彼女は、胸元の開いた明風の直領に身を包み、扇子で口元を隠して俺を見下ろしていた。
「お久しゅうございます、景虎様。……いえ、『通辞の助手』の三郎さん。あまりの泥臭さに、一瞬、どこぞの浮浪者が紛れ込んだかと思いましたわ」
「……相変わらずの口の悪さだな。おかげで目が覚めたよ」
俺が苦笑いしながら歩み寄ると、ふるきは不機嫌そうに鼻を鳴らし、近づいてきた。彼女からは、清潔な石鹸の香りと、高価な香油の匂いが漂ってくる。
「二十日間も籠城したと聞きました。挙句に船酔いでボロボロ……。三門の再興を貴方に託した以前の私、今この瞬間だけは自分の目を疑いたくなりますわ。……さあ、汚い兵たちを奥へ。この迎賓館なら、一向宗の坊主どもに気づかれずに何時までも眠れますわよ」
「助かる。……ふるき、よくこの場を守り通してくれた。苦労をかけたな」
俺が声をかけると、ふるきは一瞬だけ、扇子の奥で目を泳がせた。
「……苦労? 私が? 冗談を。あのような生臭坊主共、私のセメント壁で圧死させるまでの暇つぶしにもなりませんでしたわ。……でも」
彼女は、俺のボロボロになった陣羽織の裾を、細い指先でぎゅっと掴んだ。
「戻ってくるのが、少し遅うございました」
扇子の奥で揺れた瞳は、怒りでも呆れでもなく──ただの安堵だった。
「ふるき」
「……戻ってくるのが、少し遅うございました。その分、私の部屋の調度品を、最新の明の磁器に変えさせていただきましたの。経費で請求いたしますわ」
言葉は刺々しい。だが、指先は俺の陣羽織の裾を、離すまいとするように掴んでいた。その小さな力に、ふるきもまた、俺の帰りを待っていたのだとようやく気づいた。
「……善処するよ」
福良津の港を見下ろす高台、明人租界の迎賓館。
館内では、鶴が柚子を引き連れ、ようやく一心地ついた三百の将兵たちの間を回っていた。

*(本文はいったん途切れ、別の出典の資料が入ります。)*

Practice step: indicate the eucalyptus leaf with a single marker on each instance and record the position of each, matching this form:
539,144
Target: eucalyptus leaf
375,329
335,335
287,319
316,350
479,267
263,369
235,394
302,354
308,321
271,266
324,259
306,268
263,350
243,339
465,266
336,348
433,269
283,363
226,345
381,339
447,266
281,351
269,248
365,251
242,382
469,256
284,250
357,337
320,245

「柚子、傷の深い者から順に薬を。動ける者は交代で哨戒に立て。……いいか、ここは一向宗のど真ん中だ。夢の中でも刀は離すな」
鶴の凛とした声が響く。
「「「……イエス、マム」」」
弱々しい返事があちらこちらから返ってくる。
彼女は陣羽織の裾を翻し、疲弊した兵たちに檄を飛ばしながら指示を出していく。ふと、彼女は傍らに控える宇佐美衆の栞を呼び止めた。
「……栞。吾は少し外周の守りを見てくる。旦那様はまだ足元がおぼつかぬ。貴様に身辺警護を委ねる。変な虫――特に、あの異国の皮を被った女狐が近づかぬよう、目を光らせておけ。よいな?」
「イエス、マム」
栞が答える。
「旦那様は、隙を見せるとすぐに攫われる。……戦場より危険じゃ」
「イエス、マム。身辺警護、任されました」
栞はいつものように無表情に頷き、景虎の私室へと向かった。……だが、その口元は微かに上がっていた。その微笑みは、鶴の警戒を“楽しんでいる”ようにも見えた。
鶴の危惧は半分当たり、半分は裏目に出ることになる。